Generalized Ordinal Priority Approach with small-sample incomplete preference learning for multi-attribute decision-making
摘要
Ordinal Priority Approach (OPA) is an optimization-based multi-attribute decision-making method that determines the weights of experts, attributes, and alternatives from ordinal rankings. To clarify its underlying structure, I first develop an equivalent formulation of OPA by mapping alternatives to rank indices. The resulting constraints explicitly involve rank order centroid (ROC) weights, showing that OPA can be interpreted as maximizing a weight disparity scalar in a ROC-weighted normalized decision space.
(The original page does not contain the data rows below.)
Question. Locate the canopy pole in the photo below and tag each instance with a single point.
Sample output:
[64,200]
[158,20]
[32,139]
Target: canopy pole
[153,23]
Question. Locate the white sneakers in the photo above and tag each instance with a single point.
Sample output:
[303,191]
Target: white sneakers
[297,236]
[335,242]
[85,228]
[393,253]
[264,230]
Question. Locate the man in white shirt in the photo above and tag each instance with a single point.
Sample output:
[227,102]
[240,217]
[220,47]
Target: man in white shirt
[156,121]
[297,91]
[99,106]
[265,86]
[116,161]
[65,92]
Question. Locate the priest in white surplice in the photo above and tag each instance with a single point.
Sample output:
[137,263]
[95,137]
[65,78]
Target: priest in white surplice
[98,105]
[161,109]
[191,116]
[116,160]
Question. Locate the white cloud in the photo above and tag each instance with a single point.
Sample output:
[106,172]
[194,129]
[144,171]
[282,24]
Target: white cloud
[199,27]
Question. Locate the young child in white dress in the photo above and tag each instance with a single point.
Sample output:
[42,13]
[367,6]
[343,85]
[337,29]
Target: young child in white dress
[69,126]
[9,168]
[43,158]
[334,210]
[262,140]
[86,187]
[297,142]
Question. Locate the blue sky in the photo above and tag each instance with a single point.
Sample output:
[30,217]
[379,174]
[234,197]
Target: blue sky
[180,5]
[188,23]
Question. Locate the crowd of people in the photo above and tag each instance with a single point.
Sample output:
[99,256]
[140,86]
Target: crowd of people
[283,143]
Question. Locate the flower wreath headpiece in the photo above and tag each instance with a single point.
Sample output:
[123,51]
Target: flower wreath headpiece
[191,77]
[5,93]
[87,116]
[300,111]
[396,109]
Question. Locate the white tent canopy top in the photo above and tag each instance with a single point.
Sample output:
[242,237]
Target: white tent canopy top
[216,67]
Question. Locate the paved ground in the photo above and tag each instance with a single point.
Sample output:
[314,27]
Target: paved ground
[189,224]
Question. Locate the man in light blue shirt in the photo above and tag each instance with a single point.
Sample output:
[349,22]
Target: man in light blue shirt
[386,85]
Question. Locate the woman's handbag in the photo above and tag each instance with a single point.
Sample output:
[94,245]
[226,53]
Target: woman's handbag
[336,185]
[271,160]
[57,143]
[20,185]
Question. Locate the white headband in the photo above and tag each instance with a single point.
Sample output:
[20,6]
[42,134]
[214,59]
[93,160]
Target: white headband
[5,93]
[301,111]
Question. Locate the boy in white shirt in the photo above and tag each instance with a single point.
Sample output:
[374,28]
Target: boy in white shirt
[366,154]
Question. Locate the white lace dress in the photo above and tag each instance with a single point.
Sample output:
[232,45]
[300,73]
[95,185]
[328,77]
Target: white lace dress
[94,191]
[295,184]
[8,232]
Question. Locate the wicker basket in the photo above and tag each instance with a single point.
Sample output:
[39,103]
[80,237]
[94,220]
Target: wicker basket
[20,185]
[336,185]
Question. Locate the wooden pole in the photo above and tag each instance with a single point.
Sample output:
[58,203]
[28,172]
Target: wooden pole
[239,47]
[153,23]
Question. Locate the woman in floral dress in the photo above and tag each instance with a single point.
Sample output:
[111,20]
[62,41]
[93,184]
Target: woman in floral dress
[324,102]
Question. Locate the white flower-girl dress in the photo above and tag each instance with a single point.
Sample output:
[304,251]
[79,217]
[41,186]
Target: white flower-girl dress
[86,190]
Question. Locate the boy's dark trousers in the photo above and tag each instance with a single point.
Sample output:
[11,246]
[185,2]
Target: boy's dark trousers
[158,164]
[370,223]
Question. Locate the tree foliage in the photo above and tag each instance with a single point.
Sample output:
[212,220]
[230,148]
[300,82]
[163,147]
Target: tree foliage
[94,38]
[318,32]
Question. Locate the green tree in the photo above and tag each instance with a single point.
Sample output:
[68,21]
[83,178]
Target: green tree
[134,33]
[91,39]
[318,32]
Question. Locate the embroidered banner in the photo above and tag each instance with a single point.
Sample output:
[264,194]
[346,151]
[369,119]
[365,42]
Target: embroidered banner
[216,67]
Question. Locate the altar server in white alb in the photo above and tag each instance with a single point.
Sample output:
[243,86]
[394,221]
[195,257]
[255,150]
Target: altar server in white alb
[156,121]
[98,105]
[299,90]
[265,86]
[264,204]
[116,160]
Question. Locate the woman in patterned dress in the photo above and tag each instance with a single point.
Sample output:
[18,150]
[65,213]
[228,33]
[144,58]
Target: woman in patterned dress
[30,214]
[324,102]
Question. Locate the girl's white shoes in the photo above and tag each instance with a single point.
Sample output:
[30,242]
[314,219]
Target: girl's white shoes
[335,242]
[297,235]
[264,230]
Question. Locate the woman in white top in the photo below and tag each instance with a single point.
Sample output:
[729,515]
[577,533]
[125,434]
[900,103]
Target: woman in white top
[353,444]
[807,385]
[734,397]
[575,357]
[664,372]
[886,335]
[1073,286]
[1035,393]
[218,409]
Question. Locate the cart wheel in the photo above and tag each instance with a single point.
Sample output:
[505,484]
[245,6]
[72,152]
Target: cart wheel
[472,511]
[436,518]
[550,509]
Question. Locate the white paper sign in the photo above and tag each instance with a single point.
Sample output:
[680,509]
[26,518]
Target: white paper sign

Building on this equivalence, I then propose Generalized Ordinal Priority Approach (GOPA), an estimate-then-optimize bilevel framework that replaces fixed ROC utilities with utilities learned from partial preference information. At the lower level, I instantiate GOPA with minimum relative utility entropy (GOPA-RUE), in which expert-attribute marginal utility densities are elicited by combining a reference utility density (e.g., risk-aversion or S-shaped structures) with moment-type deterministic comparison constraints. Under this formulation, the optimal density admits an exponential-tilting, breakpoint-induced piecewise form and can be computed through a tractable linear-system reformulation, while regularized (nonnegative) least-squares corrections are used to address elicitation inconsistencies. At the upper level, once utilities have been elicited, the decision weights and the optimal disparity scalar admit closed-form solutions, yielding an efficient algorithm. Based on these results, I further establish the decomposability of the optimal weights and provide sensitivity analyses with respect to constraint, ranking, and utility perturbations. Finally, a Zhengzhou 7.20 emergency supplier selection study, together with ablation and perturbation experiments, demonstrates the flexibility and robustness of GOPA-RUE under limited and noisy preference information.